章家不似柴家。
这时的商贾讲究一个瓜瓞绵绵、人丁兴旺。
他们与世家豪族所求的兴旺还不同。商贾人家规矩少,且出外买卖、运输、打点,各样事务加之与常上下各种人打交道,能出意外的关节太多。
钱多了要有人守着,要分摊风险,因而多娶多纳多生,甚至在他乡另置妻房都很常见。
如此,章家的子孙枝蔓繁多,派系房头也多。
这就使得每一代的家主之争也格外激烈。
章镜自是呼声最高的。
问题就在于,商户人家并不那么讲究长房嫡脉,与他同样有资格竞争的少说也有八九个。
而今,他们的比试自是围绕着生意展开……
“头箍与奶茶都能称得上神来一笔,镜仰仗表妹良多。”
章镜拱手道,“非我存心欺瞒,只是如今处处得计较,得论个长短,不好和表妹分账,因而多说无益。”
柴善嘉喝了口茶,脆生生道:“你意思是,尘埃落定后要与我分账咯?”
章镜一愣,旋即点头:“是,我早便是如此打算,只是……”
“只是得你取胜,当上了宗子才行,对吗?”
“表妹聪颖!”
章镜一脸钦佩的又拱手。
柴善嘉却道:“但是事情不是这么论的。”
停顿片刻,柴善嘉干脆跪坐起来,整个人撑着桌子身体向前探,一脸认真道:“首先,不论你是否取胜,我相助你都是有价值的。
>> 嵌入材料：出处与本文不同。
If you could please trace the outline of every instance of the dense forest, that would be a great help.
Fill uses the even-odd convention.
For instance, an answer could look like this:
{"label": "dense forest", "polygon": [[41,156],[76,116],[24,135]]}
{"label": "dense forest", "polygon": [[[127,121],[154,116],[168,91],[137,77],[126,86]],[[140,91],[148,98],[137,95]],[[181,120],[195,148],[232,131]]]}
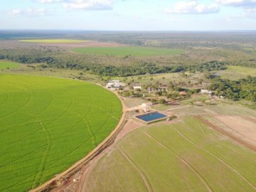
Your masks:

对否?”
章镜不清楚她葫芦里卖什么药,但感觉一截萝卜强势拔高,都快窜桌子上了,就……挺可爱。
于是,他忍笑点头。
柴善嘉又道:“我借书借笔借纸张给你,你说要考中了状元才跟我算账。我卖头炷香给你,你说要佛祖显灵、心愿成真了才给我买香钱。这合理吗?”
章镜笑容一顿,一脸沉思。
柴善嘉又道:“若确定取胜了,我才能有所回报,且还要我继续投入,这等于强行将我绑上船,或者说,明明是我在助你,你却对我设下了考验。”
“我并未考验——”章镜忙解释。
“可,我能不能助你成为宗子,难道不是我得到回报的条件?这难道不算是考验?”